You could NOT tell a lil’ chunky 16 year old black girl speeding down the street in her beat up hooptie that she wasn’t rocking OUT when this song came on! The station to catch the good grunge was called the Nerve, and I would always listen to that for a while before popping in my hiphop tapes.
But I gotta beat you up a bit, WordMan. By the end of that song, they are repeatedly shouting “DO YOU WANNA DIE?!” over and over. You have to really be zoned out to miss it.
On the other hand, I went my whole childhood without realizing the real meaning to songs as obvious as Rick James’ Superfreak. So I’m sure we both could have used a visit from Obvious Man.
God help me, I do know that Joey wasn’t a blood relative to the rest of the cast, but I could swear I remember the youngest girl referring to him as “uncle”. If you say no then I’m probably wrong, though.
I used to think “Like a Virgin” was about a sensitive girl who meets a nice guy and falls in love.
The a friend told me that it’s actually about a girl who’s a real fuck-machine, I mean: morning, noon, and night, dick, dick, dick, dick, dick, dick, dick.
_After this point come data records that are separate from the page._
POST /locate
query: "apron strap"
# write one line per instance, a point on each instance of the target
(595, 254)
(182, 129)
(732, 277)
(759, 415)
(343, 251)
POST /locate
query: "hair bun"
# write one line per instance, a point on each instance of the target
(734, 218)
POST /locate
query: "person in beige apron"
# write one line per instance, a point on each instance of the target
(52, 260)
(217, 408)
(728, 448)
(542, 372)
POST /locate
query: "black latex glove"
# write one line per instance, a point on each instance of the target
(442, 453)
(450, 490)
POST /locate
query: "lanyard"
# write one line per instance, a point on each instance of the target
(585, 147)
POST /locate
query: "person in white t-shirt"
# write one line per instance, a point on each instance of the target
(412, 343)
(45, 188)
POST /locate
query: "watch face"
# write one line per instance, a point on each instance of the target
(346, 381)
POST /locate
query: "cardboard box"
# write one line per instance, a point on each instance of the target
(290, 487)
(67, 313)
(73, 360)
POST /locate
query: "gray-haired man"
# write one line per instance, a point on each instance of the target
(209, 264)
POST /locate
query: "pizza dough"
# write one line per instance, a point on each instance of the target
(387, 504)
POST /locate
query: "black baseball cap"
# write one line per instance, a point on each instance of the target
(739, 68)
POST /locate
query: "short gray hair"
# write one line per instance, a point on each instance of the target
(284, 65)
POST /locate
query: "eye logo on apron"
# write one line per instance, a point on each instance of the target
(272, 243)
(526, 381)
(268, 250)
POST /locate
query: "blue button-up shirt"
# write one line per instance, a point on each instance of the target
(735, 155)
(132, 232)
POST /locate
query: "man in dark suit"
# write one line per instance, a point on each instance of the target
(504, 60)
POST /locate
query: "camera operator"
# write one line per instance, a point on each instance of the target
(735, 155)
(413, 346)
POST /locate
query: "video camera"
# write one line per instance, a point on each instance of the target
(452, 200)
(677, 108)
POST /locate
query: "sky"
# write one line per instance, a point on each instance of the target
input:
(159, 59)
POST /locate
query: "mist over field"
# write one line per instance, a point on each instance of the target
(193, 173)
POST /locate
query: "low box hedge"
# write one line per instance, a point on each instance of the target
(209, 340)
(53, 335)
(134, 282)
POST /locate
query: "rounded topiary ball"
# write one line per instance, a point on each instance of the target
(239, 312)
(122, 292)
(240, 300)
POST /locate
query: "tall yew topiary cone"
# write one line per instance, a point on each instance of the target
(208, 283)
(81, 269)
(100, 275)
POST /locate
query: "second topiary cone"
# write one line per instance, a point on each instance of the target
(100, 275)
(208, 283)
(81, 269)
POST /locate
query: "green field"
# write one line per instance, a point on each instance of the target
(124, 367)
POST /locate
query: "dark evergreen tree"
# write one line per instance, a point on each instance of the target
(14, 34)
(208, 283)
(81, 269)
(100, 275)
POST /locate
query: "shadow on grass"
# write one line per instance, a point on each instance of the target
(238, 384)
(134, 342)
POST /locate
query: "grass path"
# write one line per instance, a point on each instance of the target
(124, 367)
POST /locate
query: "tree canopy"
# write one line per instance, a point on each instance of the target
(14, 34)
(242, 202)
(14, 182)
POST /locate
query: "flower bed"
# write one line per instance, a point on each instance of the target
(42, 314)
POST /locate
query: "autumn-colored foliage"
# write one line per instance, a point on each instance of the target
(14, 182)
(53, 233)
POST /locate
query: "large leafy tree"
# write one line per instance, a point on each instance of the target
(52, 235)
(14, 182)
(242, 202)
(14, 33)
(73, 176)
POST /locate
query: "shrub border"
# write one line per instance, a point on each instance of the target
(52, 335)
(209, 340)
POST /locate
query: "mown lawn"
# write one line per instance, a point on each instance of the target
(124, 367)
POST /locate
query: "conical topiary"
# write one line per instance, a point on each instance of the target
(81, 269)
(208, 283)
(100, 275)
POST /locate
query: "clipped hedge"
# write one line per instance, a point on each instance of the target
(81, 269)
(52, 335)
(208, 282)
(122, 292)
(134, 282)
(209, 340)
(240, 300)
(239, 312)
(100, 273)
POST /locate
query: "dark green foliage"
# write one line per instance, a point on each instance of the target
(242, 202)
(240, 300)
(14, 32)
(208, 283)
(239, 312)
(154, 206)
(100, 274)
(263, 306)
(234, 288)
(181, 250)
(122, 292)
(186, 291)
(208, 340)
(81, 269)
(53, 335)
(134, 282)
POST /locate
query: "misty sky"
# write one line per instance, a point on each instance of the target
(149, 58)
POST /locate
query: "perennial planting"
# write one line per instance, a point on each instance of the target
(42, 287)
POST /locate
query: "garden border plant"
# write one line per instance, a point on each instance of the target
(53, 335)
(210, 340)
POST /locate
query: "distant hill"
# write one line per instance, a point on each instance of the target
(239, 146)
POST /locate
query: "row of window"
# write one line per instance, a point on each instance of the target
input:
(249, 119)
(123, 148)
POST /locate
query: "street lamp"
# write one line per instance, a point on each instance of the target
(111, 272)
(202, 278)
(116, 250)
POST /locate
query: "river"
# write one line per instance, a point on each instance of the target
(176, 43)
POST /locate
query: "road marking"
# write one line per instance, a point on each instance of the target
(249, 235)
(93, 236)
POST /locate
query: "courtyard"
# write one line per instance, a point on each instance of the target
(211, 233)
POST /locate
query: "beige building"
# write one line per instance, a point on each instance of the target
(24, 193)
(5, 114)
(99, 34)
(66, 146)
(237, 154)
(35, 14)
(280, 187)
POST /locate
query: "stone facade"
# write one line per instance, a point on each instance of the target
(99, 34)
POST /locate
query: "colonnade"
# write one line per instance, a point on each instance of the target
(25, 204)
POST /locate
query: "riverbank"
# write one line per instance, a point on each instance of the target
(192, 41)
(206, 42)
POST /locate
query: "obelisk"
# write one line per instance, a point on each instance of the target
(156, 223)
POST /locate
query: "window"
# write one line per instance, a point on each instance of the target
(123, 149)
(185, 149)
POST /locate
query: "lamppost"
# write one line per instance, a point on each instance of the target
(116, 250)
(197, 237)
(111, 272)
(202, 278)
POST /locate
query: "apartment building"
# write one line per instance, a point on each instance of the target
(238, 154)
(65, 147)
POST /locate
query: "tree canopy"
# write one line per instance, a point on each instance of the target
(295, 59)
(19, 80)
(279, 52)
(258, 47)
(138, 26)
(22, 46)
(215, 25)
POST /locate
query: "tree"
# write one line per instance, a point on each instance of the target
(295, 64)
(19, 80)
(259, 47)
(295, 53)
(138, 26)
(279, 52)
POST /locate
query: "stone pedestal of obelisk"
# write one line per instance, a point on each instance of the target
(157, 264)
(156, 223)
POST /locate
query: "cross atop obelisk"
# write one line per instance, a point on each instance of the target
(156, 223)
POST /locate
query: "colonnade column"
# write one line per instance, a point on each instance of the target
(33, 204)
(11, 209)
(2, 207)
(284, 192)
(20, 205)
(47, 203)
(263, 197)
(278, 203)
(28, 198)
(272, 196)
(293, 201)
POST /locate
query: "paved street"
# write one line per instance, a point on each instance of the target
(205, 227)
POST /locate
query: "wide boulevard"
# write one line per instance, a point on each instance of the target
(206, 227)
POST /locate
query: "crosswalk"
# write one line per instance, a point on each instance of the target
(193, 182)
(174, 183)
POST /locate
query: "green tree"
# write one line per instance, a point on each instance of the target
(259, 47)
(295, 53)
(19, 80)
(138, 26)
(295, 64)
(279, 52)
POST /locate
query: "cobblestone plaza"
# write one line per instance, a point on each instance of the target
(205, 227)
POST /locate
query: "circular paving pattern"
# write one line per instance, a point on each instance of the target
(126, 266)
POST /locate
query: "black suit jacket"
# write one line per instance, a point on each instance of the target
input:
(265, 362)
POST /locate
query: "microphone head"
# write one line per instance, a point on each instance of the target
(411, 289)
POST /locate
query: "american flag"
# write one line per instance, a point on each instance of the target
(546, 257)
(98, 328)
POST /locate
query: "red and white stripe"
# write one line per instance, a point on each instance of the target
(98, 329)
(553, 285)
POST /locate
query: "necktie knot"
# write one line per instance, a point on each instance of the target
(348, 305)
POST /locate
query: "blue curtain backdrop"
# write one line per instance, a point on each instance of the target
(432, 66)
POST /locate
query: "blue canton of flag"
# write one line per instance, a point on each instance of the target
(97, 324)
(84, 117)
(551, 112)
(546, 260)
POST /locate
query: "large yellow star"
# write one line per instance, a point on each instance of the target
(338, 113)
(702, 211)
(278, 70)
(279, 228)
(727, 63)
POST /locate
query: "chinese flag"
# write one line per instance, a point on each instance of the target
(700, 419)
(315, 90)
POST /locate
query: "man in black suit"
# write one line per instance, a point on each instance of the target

Then she meets this John Holmes Motherfucker. This guy is like Charles Bronson in The Great Escape, he’s digging tunnels. All of the sudden she’s feeling things she ain’t felt since forever: Pain. When this cat fucks her it hurts. It shouldn’t hurt, because of all the fucking she’s been doing, but it hurts. It hurts just like it did the first time. The pain is reminding a fuck-machine what it once felt like to be a virgin. Hence, “Like a Virgin”.